Time to forcefully oust Mugabe

Successful intervention by neighboring African states has been done before.

In the past decade, working as a US diplomat and then as a human rights advocate, I've had the perversely unique opportunity to meet on occasion with one of the longest-serving dictators in the world, President Robert Mugabe of Zimbabwe.

These three- or four-hour marathon meetings were right out of central casting, with an out-of-touch octogenarian autocrat spouting vitriol against the British, democracy, and American corporate interests while sipping tea and speaking in an English accent even Queen Elizabeth would envy.

In one of the early meetings, no one in the room at that time took seriously his vague threat that he would rather watch his house burn down then give away the key to the presidential mansion. Mugabe's latest announcement that he is forming a new government without the opposition despite their power-sharing deal clarifies what he meant: that he would never leave power willingly as long as he was alive, and that he would destroy the country if he had to in order to maintain his grip on power.

He's made good on his promise: Half the country faces starvation, the government – which once boasted a literacy rate higher than America's – spends 18 cents per student per year on education, food prices double every 24 hours with the world's highest inflation rate, and a cholera epidemic rages as the once-stellar healthcare system collapses.

The situation is dire but not hopeless, if the international community – including the incoming Obama administration – is willing to move beyond the failed strategy aimed at cobbling together a coalition government with a man whose entire worldview is predicated on maintaining absolute power by any means necessary.

For a real solution in Zimbabwe, there are two credible choices: isolation or intervention.

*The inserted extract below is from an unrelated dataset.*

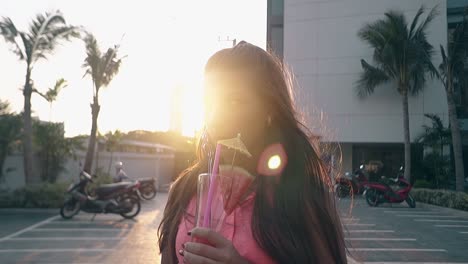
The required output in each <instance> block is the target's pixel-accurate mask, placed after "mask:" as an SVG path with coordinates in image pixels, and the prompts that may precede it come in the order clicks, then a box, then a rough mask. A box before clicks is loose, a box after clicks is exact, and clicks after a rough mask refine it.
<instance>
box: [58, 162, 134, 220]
mask: <svg viewBox="0 0 468 264" xmlns="http://www.w3.org/2000/svg"><path fill="white" fill-rule="evenodd" d="M90 182H93V179H92V177H91V175H89V174H88V173H86V172H85V171H82V172H81V173H80V181H79V182H78V183H72V184H71V185H70V187H69V188H68V190H67V193H68V194H69V195H68V198H67V199H66V200H65V202H64V203H63V206H62V207H61V208H60V215H61V216H62V217H63V218H64V219H70V218H72V217H73V216H75V215H76V214H78V213H79V212H80V211H84V212H87V213H94V214H98V213H113V214H120V215H121V216H123V217H124V218H127V219H131V218H134V217H135V216H137V215H138V213H139V212H140V209H141V204H140V200H139V199H138V197H137V196H136V192H137V190H138V188H139V187H140V183H139V182H138V181H136V182H123V183H113V184H103V185H101V186H99V187H97V188H96V189H95V194H96V196H94V197H91V196H89V195H88V194H87V192H86V186H87V185H88V184H89V183H90Z"/></svg>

Neither is cost-free, and both are fraught with dangers. But now that the house is burning, we must take away Mugabe's key.

A strategy of isolation would involve widening and deepening targeted sanctions against regime officials and building a coalition to enforce them. Beyond that, Zimbabwe's southern African neighbors could close their borders with Zimbabwe to all but refugees and humanitarian supplies, and interdict all energy and arms exports to Zimbabwe.

Furthermore, the UN Security Council could refer the case of Zimbabwe to the International Criminal Court in order to investigate the systematic denial of food to people on the basis of their political affiliation as well as the widespread use of torture by the state.

There are significant risks in this approach. The humanitarian crisis could deepen, pushing millions into actual starvation. Mugabe could order his militias and security services to intensify their attacks against civilian populations deemed unsupportive of the regime. His government could block access by humanitarian groups and thousands could die of cholera and other epidemics.

The truth, however, is that much of this is already happening, but in slow motion. Mortality rates are creeping upward because of an explosion of untreated AIDS cases, combined with spiraling malnutrition rates. Zimbabwe already has among the lowest life expectancy rates in the world, hovering around 40 years by the UN's last count.

There may be a faster solution. When the situation in Idi Amin's Uganda spiraled out of control and he began destabilizing neighbors, Tanzania intervened in 1979 and overthrew Amin's regime. When Charles Taylor's destruction of Liberia and Sierra Leone became untenable, Nigeria and other neighbors sent troops, and the US sent warships off Liberia's coast in a concerted regional push to successfully urge Taylor to resign and leave the country in 2003. When Congo's Mobutu Sese Seko's divide-and-conquer approach to government began creating security problems for neighbors, they supported rebel groups to overthrow him in 1997.

As refugees, crime, and disease flow across their borders from Zimbabwe, the time has come for neighboring governments to expedite Mugabe's departure. South Africa remains the key, and the incoming Obama administration would do well to hold early talks with President Kgalema Motlanthe and ruling party leader Jacob Zuma about how this might be accomplished.

Opposition leader Morgan Tsvangirai, who is returning to Zimbabwe for more talks with Mugabe next week, should be congratulated for his exhaustive efforts to find a negotiated solution to the conflict. But the likelihood of successful talks remains low, and the international community should not delay putting the wheels in motion to oust Mugabe. It will probably be messy in the short run and not without unintended consequences. But the status quo will guarantee that any hope for Zimbabwe – and huge numbers of its people – will eventually cease to exist.

John Prendergast is co-chair of Enough, a Center for American Progress project focused on ending genocide and crimes against humanity (www.enoughproject.org). He is the coauthor with Don Cheadle of "Not on Our Watch."